China und der Alte Weiße Mann

Ganz normale Nachrichtenlage, wer von Islamisierung redet, der muss mindestens ein Wirrkopf sein, eher ist er ein Nazi: Mohammed der häufigste Name von Neugeborenen in Berlin, Vielehenmoslems können eingebürgert werden.

Warum auch nicht? – So haben wir bald noch mehr Mohammeds, was sie Gesellschaft zweifellos bunter, toleranter und gewaltfreier macht.

Derweil tut man gut daran, die Christenverfolgung in moslemischen Ländern nicht zu sehr zu dramatisieren, denn das sind gewissermaßen die Eigenen, oft sind sie auch noch etwas weiß, oft auch etwas schwarz, wie in Nigeria, aber in dem Falle, da möchten sie auch schon bunt geboren sein, denn sie folgen einer Agenda alter weißer Männer.

Und diese alten weißen Männer, auch jüngere, das sind die, welche den Grundsatz der Redefreiheit, also Gottlosigkeit, Nichtunterwerfung, in die Welt gebracht haben und immer noch wesentlich dafür stehen, im Grunde, mit Brüchen, seit den alten Germanen, Römern und Griechen.

Daher ist klar, weswegen gegen diese der Rassenkampf angesagt.

Man weiß im Grunde, dass man dümmer ist, was ja auch deren Leistungen in den Wissenschaften, als Ingenieure, in vielerlei Künsten anlangt, und genau deshalb sind sie zu vernichten.

Ohne alte weiße Männer, so meint man wohl, könne man danach die gelben alten Männer überrollen.
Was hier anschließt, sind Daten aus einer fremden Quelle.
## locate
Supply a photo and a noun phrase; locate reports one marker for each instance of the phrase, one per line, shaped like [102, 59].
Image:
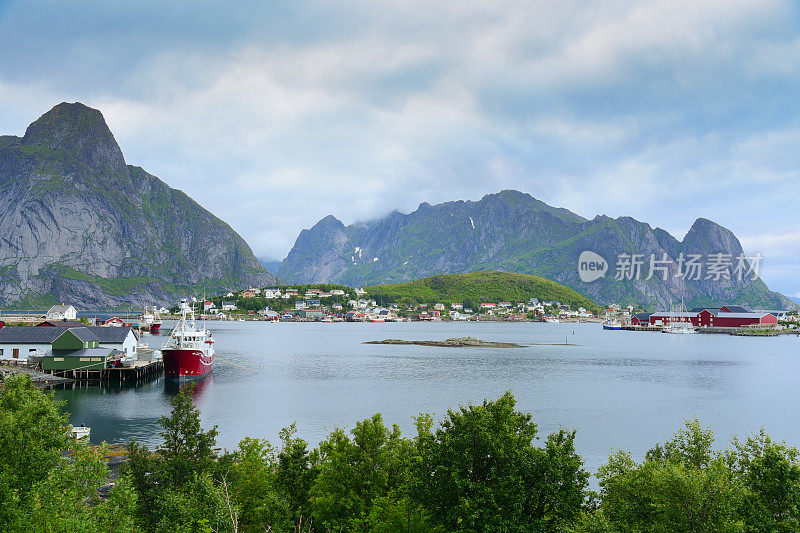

Und ich fürchte, liebe gelben alten Männer, wenn Ihr nur lacht darüber, wie man uns ans Leder geht, und das gelingt, so mag Euch das Lachen darüber selber noch vergehen.

Andererseits, Ihr könntet auch den ganz Langen ziehen, das ganze Theater wider den weißen Mann mit Wohlwollen betrachten, da so ein ernsthafter Konkurrent ausgeschaltet wird, indem Ihr, kulturell stabil, Euch nicht anfechten lasst und am Schluss einfach zusammenfegt, sodass Euch die Welt praktisch in den Schoß fällt.

Ja, die lachenden Dritten könnten in Ostasien sitzen. Je muselisierter und verblödeter Europa und Nordamerika, umso besser die eigene Position, auf allen Ebenen. China hat einen sehr kleinen Moslemanteil, Japan und Korea noch viel weniger.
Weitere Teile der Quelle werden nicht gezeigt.